Really, She has Colic too!:
We got used to all of the meds and the feeding pump, but the most difficult thing was that Grace had severe colic! It was horrible. The only thing that would calm her is us sitting on an exercise ball and bouncing while we held her. But we had to be on that ball every second of everyday. You may think I am exaggerating...nope it was awful. The other problem was that Grace did not sleep and we were up all the time. So that also meant we were on the ball. We are not sure why Grace was so colicky, as I don't believe it was part of Emanuel Syndrome, it may have to do with the brain damage that Grace suffered from surgery, we don't know. Finally when she was 6 months old, things started getting better. It was after she had surgery to remove the screws that were in her jaw, from her Mandibular Distraction surgery. After the surgery she seemed much happier! We still used the ball a lot, but not as much and the colic seemed to go away. 

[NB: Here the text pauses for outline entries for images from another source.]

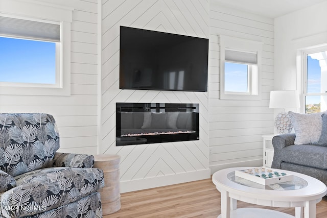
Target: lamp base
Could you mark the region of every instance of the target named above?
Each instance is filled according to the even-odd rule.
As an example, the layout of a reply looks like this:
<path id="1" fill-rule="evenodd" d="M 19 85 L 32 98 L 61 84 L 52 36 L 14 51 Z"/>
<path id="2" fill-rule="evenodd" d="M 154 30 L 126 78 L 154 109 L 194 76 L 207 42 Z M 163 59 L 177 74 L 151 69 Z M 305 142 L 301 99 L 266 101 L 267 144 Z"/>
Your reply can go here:
<path id="1" fill-rule="evenodd" d="M 293 129 L 293 124 L 288 113 L 284 111 L 277 114 L 275 118 L 275 127 L 279 134 L 291 132 Z"/>

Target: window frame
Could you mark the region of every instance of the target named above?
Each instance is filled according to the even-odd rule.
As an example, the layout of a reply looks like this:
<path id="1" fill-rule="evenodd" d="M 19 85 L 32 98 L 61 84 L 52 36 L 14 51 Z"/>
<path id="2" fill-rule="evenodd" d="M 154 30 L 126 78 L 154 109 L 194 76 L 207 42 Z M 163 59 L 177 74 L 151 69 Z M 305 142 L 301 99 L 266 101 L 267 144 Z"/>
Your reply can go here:
<path id="1" fill-rule="evenodd" d="M 301 101 L 300 110 L 302 113 L 306 113 L 307 96 L 327 95 L 325 92 L 308 93 L 308 59 L 307 56 L 311 54 L 317 53 L 327 51 L 327 44 L 311 46 L 298 50 L 298 60 L 300 59 L 301 74 Z"/>
<path id="2" fill-rule="evenodd" d="M 70 95 L 71 26 L 74 9 L 33 1 L 0 0 L 0 16 L 55 22 L 60 26 L 60 42 L 56 42 L 56 84 L 0 82 L 0 95 Z M 20 36 L 2 36 L 33 40 Z"/>
<path id="3" fill-rule="evenodd" d="M 261 100 L 261 59 L 263 43 L 262 42 L 241 39 L 231 36 L 220 35 L 220 97 L 221 100 Z M 252 67 L 254 64 L 250 63 L 237 63 L 248 66 L 247 92 L 225 91 L 225 62 L 231 61 L 225 60 L 225 50 L 255 53 L 256 54 L 256 69 Z"/>

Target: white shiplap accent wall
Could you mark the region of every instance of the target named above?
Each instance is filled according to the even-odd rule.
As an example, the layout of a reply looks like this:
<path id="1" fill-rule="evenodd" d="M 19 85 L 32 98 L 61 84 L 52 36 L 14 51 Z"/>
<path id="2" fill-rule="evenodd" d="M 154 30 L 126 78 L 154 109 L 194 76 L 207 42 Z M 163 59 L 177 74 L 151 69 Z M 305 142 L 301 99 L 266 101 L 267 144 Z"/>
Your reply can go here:
<path id="1" fill-rule="evenodd" d="M 0 95 L 0 113 L 37 112 L 52 114 L 60 135 L 61 148 L 58 151 L 96 154 L 97 0 L 41 2 L 74 9 L 71 26 L 71 95 Z"/>
<path id="2" fill-rule="evenodd" d="M 120 26 L 208 38 L 208 2 L 102 3 L 100 152 L 120 155 L 121 191 L 209 178 L 207 92 L 119 89 Z M 116 147 L 116 102 L 199 103 L 200 140 Z"/>
<path id="3" fill-rule="evenodd" d="M 209 10 L 209 166 L 224 168 L 263 164 L 262 135 L 273 133 L 273 111 L 269 109 L 273 88 L 274 21 L 211 2 Z M 261 41 L 262 99 L 219 99 L 219 35 Z"/>

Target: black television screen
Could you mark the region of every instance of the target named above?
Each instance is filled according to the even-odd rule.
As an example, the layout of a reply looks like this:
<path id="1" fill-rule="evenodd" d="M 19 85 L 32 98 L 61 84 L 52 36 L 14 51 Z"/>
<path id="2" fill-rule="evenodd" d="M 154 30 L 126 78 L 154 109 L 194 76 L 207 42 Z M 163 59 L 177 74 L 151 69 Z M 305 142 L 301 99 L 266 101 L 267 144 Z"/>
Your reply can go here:
<path id="1" fill-rule="evenodd" d="M 120 27 L 119 88 L 207 91 L 208 39 Z"/>

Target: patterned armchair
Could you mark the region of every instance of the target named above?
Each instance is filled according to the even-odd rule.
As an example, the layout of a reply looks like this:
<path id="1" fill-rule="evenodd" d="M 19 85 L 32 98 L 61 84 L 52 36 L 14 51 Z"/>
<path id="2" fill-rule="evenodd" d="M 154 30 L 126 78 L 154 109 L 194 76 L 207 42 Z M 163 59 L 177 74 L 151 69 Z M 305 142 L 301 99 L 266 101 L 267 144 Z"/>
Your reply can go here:
<path id="1" fill-rule="evenodd" d="M 59 148 L 51 115 L 0 114 L 0 217 L 102 217 L 103 172 Z"/>

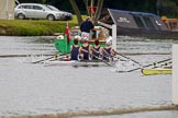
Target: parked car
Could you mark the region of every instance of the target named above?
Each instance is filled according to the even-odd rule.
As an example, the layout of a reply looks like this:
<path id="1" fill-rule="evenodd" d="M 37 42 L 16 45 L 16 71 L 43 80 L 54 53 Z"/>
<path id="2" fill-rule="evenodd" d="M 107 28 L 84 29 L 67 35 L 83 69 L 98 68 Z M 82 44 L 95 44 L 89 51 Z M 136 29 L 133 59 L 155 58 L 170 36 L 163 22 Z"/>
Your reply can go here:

In and Out of the Hospital:
Grace was also in and out of the hospital a lot the first year of her life. Most of the time it was for respiratory issues. Sometimes she would just get a cold and that would lead to a hospital visit, because she had such a hard time breathing. One of the things that really helped and that we use to this day is a suction machine. It has been a savior, and helped us take care of Grace at home instead of going to the hospital.  Grace is now two and we rarely make hospital visits, unless it is to say hi to our favorite nurses :) 

Therapy Starts:
Grace also started speech, occupational, and physical therapies when she came home from the hospital.  Luckily her therapists come to our home. She sees them once a week, although I believe she needs more. We were getting PT twice a week until our insurance stopped the coverage. Developmentally Grace is very behind, but we are so proud of how hard she works and what she has accomplished. It took a very long time for Grace to smile for the first time. I remember crying thinking that she may never smile. I just needed that smile so that I knew she was ok. I think she was about 7 months old or so when we started seeing smiles. It was a great day! Grace is two now and is still working on holding her head up. When she was younger, she hated tummy time, but now she enjoys it.  She has rolled from her side to her back and also can roll from belly to back (with a little help). She tries so hard! She is getting used to her stander, but is not a huge fan quite yet. As far a speech goes, Grace recognizes names "Mommy, Daddy, Grandma, and Grandpa" She also understands "Bath". The communicates with us through smiles, coos, and laughs. She is able to tell us when she wants "more" by cooing. She definitely can let us know when she doesn't like something too. Grace is totally Tube-Fed, but we do give her tastes of baby food. She seems to enjoy tasting new things. 

Over time things have gotten easier, or maybe our family has just adjusted to how things need to be. I will continue to update Grace's blog, as this is just the beginning of her journey!